The sequence starts with Matthews holding the puck along the left-side boards. He passes it back to Morgan Rielly at the point, who quickly slides it over to Marner just above the right circle.

Marner receives the puck facing Frederik Andersen, but immediately turns and fakes a shot. Because Jordie Benn is fronting the shot, Nazem Kadri is open in the slot. Phillip Danault therefore fronts that particular passing lane, but it means that the best he can do to cover the cross-ice feed to Matthews is limply extend his stick. Likewise, Artturi Lehkonen has glided too far forward to challenge Rielly and can’t pivot quickly enough to cover.

Marner wires a hard slap-pass beyond the sticks of Danault and Lehkonen. Yes, it’s a tough play, but it’s a play that elite players make. Jeff Petry makes a last-second lunge in vain, but all that serves to do is put him out of position. Matthews corrals the puck, and now all hell has broken loose.

Danault, having gone to his knees to block the lane to Kadri, is completely out of the play. Benn, having fronted the shot, is now on the wrong side of Kadri. And in front of the net, completely undefended ... is Tavares.

Matthews duly slides a quick pass between the stick and skate of a lead-footed Petry, but Tavares is stoned by the left pad of Carey Price. Danault, thanks to being out of position, is first to the rebound, but is quickly pinned against the boards by Kadri and Marner, as Tavares drifts in to support.

The other three Habs are watching the puck. Benn, despite seeing all three players that he is supposed to mark make a beeline for Danault, fails to give the Habs centre a backhand outlet by moving behind the net. Danault has no choice but to switch to his forehand, at which point Kadri steals the puck and moves it back to the right point, where Rielly is waiting.

Rielly moves the puck over to Matthews in space with time, and Matthews makes no mistake. But even if his shot hadn’t been inch perfect, an unguarded Kadri had swooped in front of Danault and was ready for any rebound, a shot-tip, or even a slot slap-pass.

While there were certainly many errors afterward, the entire sequence was set up by Marner’s cross-ice pass to Matthews and how it caught two penalty-killers out of position. Here, Benn needs to trust in Price — and trust that Marner can’t beat him with a shot from the top of the circle.

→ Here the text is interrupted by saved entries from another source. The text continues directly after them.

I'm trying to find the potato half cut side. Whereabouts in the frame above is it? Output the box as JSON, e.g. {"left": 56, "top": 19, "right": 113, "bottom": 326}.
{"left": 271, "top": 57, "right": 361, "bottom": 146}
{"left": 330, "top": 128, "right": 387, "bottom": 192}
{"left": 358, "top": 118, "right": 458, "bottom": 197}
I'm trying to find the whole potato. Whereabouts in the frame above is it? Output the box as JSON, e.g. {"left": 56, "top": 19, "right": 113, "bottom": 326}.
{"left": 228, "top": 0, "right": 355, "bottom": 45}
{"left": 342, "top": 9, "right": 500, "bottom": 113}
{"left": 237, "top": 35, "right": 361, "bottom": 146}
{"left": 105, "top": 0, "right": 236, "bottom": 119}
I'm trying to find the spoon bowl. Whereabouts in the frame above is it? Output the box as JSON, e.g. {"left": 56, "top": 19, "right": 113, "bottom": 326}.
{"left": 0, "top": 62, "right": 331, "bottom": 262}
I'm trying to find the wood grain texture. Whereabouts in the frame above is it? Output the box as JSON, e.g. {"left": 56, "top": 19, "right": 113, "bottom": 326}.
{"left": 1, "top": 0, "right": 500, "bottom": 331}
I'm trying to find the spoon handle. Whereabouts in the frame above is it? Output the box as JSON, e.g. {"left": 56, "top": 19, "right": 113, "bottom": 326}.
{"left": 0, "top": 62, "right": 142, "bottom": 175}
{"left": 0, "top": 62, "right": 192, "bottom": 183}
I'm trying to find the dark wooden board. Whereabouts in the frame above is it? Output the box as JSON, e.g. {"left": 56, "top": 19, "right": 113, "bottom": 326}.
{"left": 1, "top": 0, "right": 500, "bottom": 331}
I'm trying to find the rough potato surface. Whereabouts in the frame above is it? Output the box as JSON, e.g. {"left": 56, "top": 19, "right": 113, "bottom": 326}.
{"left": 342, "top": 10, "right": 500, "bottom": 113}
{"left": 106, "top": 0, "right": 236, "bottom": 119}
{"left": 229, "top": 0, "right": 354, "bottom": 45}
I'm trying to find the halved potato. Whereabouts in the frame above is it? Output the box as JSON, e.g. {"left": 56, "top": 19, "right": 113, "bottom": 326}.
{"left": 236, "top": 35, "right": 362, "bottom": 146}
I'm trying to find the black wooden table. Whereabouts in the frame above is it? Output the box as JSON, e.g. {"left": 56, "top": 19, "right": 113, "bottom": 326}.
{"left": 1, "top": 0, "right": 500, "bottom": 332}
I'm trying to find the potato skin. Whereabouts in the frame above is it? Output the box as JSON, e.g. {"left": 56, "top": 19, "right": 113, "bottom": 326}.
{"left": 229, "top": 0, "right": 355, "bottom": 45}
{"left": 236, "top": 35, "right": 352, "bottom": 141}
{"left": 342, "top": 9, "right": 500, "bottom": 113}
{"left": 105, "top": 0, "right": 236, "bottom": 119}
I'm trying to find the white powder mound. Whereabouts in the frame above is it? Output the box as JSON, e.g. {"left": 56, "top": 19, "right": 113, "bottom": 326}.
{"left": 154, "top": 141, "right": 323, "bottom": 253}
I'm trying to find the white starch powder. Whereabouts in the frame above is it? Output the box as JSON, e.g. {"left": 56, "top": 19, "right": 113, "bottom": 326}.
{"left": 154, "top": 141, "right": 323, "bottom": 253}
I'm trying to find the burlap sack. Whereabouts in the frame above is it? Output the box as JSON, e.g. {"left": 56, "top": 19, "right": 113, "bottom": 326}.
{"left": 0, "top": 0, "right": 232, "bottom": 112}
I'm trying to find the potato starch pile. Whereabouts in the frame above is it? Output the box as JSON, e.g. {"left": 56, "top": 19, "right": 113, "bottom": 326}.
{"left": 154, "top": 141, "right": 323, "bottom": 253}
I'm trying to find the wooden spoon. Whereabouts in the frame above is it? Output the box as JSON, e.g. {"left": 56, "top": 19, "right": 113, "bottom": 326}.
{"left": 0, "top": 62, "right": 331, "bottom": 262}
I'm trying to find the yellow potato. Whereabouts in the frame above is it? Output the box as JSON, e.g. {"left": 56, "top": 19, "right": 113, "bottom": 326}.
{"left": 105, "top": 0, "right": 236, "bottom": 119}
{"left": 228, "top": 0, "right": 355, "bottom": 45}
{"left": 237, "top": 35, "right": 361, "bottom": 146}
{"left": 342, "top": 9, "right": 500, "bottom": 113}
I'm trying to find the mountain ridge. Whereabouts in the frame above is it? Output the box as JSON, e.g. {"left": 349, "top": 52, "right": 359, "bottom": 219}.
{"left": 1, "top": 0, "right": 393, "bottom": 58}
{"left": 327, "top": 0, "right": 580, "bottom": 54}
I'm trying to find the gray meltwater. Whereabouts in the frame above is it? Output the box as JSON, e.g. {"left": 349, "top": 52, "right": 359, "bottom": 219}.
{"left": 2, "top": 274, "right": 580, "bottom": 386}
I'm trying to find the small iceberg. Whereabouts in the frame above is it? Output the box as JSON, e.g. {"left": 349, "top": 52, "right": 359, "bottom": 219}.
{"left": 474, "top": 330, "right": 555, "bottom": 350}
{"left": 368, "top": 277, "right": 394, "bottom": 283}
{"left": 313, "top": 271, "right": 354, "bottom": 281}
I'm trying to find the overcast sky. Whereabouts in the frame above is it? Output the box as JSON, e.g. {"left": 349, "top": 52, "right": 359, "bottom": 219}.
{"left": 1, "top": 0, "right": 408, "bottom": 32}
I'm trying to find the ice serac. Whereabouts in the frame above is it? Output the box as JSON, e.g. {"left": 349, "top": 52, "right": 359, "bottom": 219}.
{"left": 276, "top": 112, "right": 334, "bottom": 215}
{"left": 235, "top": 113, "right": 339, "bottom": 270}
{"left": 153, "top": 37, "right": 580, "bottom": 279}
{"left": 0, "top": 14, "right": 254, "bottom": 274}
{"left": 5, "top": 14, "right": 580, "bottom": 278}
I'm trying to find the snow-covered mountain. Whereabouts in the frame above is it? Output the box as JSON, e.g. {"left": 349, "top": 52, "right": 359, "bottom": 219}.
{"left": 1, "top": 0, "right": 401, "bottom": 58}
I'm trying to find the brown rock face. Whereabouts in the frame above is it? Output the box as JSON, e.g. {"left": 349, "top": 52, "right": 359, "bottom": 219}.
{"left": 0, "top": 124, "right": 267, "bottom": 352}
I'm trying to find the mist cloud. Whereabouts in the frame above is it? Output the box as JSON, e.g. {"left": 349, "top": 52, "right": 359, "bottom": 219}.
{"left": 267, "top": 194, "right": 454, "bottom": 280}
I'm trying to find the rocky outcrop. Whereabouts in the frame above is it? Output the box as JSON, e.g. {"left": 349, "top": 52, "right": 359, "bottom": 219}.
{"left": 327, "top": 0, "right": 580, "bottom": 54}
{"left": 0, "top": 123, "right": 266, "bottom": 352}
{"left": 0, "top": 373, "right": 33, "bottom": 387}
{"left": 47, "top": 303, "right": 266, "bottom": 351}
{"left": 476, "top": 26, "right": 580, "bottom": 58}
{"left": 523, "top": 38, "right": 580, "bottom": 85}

If Benn ignores the shot, that sets up a hypothetical scenario where Benn drops down to cover Tavares and Danault drops back to take Kadri. This leaves Marner in space and the cross-ice pass to Matthews still open, but Matthews would no longer have slot options upon receiving the pass. If Marner hesitates, Lehkonen has enough time to cut off the cross-ice lane.

Alternatively, Benn can move up to cover Kadri, leaving Danault free to take away the cross-ice pass. This does leave Tavares open down low, but the Leafs’ prized off-season acquisition has his back to Price, and would theoretically have to turn to shoot in tight quarters, giving Benn a chance to react and recover. Not optimal, but certainly better than Tavares receiving the puck while alone and facing Price, which is what actually happened.

The Canadiens have made significant strides already, just one game into this new season, but their penalty kill still shows signs of last year’s “block the shot, ignore the pass” mentality. The Habs would do well to remember that Price, at his best, is one of the premier shot-stoppers in the NHL, and that their efforts should be spent making the shots he faces stoppable and routine, rather than trying to prevent shots from reaching the net altogether.